In [1]:
# Sagemaker limits the urllib3 version. If a VersionConflict occurs when importing sagemaker,
# it's likely because there are two versions of urllib3 installed
# 1.23 and 1.25. Try removing urllib3 1.25.3 explicitly by running the following line & restarting kernel

import urllib3
assert(urllib3.__version__ == '1.23')

# !sudo rm -rf /opt/miniconda/envs/py3/lib/python3.6/site-packages/urllib3-1.25.3.dist-info

In [2]:
import os
import datetime

import boto3
import sagemaker
from sagemaker.tensorflow import TensorFlow
import tensorflow

from config import DATASET_URL, IMAGE_NAME, IAM_ROLE

In [3]:
training_sample_count = 60000  # Standard size of training data for MNIST
batch_size = 64
num_epochs = 10

training_step_count = int(training_sample_count * num_epochs / batch_size)

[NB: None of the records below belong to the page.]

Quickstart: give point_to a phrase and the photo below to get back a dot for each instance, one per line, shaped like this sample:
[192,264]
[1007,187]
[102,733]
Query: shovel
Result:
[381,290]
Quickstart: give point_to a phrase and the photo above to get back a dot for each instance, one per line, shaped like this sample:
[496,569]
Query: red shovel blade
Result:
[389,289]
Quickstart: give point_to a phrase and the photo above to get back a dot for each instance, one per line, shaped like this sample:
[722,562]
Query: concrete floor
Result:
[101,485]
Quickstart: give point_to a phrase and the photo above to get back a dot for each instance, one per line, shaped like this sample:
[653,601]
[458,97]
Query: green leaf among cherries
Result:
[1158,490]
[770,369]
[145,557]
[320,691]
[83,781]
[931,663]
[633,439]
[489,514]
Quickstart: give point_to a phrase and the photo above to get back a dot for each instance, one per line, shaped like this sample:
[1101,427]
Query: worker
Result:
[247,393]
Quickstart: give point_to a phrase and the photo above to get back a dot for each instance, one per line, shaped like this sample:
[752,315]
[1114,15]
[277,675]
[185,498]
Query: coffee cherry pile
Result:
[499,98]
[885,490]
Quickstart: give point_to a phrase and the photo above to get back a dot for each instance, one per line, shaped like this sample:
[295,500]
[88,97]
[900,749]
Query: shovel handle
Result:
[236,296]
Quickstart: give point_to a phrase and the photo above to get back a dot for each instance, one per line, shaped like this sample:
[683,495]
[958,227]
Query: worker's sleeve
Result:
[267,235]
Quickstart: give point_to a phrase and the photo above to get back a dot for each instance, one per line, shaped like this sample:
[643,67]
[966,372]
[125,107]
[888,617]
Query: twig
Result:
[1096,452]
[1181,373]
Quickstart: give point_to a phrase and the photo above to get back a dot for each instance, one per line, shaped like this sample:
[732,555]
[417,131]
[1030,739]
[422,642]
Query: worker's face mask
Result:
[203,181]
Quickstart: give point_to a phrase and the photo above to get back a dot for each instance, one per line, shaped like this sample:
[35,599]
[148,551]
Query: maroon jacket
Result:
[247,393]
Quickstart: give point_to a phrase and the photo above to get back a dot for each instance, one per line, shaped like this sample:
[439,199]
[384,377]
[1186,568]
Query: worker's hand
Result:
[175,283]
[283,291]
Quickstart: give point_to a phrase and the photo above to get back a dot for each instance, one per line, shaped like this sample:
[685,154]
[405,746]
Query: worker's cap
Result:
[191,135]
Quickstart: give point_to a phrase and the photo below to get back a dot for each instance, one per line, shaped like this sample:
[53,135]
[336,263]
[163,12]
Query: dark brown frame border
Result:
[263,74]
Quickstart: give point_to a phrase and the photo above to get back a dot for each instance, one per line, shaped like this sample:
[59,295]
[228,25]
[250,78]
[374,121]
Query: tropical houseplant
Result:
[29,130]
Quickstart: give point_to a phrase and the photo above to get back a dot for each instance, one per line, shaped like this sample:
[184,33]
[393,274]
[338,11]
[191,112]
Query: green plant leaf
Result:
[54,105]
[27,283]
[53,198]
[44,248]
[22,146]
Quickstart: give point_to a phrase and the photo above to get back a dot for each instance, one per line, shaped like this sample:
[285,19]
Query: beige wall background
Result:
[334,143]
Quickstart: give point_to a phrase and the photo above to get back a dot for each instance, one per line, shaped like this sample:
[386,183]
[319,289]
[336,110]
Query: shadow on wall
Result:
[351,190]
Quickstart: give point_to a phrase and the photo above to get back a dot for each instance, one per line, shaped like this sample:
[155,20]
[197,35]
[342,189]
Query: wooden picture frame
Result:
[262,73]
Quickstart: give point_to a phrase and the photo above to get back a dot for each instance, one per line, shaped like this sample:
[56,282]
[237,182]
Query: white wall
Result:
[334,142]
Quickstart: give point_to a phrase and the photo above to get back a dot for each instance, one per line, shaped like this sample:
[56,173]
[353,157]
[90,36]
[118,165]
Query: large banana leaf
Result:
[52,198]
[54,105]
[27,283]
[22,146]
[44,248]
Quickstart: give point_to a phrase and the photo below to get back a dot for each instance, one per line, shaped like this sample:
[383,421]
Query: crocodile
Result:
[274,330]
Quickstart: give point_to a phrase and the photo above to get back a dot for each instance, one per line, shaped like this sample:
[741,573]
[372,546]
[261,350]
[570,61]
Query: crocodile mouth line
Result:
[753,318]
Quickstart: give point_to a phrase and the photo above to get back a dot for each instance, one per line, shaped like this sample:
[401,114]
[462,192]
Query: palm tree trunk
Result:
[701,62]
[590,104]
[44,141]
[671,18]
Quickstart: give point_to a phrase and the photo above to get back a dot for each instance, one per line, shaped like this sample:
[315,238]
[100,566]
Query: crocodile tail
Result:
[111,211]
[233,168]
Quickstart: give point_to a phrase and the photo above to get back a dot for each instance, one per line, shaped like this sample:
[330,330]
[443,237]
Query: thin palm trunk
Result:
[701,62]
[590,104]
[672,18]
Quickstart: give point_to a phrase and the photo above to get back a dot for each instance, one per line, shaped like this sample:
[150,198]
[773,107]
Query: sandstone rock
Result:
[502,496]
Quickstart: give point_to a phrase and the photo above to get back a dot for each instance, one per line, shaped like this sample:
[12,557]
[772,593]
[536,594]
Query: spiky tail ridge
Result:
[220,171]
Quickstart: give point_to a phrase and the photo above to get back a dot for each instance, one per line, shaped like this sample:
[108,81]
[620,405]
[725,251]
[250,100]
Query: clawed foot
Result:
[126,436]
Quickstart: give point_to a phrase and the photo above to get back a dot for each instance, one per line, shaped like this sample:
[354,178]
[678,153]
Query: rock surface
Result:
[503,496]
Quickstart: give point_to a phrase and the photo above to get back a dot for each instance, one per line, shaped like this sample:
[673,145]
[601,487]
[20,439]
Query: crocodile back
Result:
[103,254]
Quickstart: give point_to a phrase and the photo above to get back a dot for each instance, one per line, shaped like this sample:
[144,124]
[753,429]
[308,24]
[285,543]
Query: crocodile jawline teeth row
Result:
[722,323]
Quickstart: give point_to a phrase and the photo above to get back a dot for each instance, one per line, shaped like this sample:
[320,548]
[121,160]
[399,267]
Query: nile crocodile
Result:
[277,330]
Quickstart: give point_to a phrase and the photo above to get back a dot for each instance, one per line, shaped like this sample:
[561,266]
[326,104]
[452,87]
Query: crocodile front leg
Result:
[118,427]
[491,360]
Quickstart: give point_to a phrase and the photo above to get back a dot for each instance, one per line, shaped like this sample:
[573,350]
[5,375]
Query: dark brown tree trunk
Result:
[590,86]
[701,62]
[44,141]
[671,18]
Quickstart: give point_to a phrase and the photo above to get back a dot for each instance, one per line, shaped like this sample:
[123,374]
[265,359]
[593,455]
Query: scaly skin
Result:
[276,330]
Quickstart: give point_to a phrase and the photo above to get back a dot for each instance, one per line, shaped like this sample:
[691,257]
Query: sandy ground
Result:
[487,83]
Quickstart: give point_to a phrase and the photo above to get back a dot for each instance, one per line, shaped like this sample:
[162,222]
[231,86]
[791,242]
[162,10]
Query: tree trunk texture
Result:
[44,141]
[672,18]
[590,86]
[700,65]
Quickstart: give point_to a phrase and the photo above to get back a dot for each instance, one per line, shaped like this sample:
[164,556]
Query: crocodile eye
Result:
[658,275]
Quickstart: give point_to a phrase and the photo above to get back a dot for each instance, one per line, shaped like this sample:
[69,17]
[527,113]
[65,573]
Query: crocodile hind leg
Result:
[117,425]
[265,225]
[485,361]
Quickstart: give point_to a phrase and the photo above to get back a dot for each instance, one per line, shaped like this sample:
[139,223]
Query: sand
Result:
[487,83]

entry_point = 'MNIST_model.py'
timestamp = datetime.datetime.now().strftime('%Y%m%d-%H%M%S')
output_path   = f"s3://com.climate.production.analytics/dsw/scratch/sagemaker/models/peta_sage_hack/{timestamp}/output"
code_location = f"s3://com.climate.production.analytics/dsw/scratch/sagemaker/models/peta_sage_hack/{timestamp}/code"

boto_session = boto3.Session(region_name="us-east-1",
                             aws_access_key_id=os.environ.get("AWS_ACCESS_KEY_ID_PROD"),
                             aws_secret_access_key=os.environ.get("AWS_SECRET_ACCESS_KEY_PROD"))

kwargs = dict(entry_point=entry_point,
              image_name=IMAGE_NAME,
              role=IAM_ROLE,
              sagemaker_session=sagemaker.Session(boto_session=boto_session),
              train_instance_count=1,
              train_instance_type='ml.m5.xlarge',
              framework_version='1.13',
              hyperparameters={'dataset-url': DATASET_URL,
                               'training_steps': training_step_count,
                               'batch_size': batch_size,
                               'evaluation_steps': 10,},
              py_version = 'py3',
              output_path = output_path,
              code_location=code_location,
              distributions={'parameter_server': {'enabled': True}})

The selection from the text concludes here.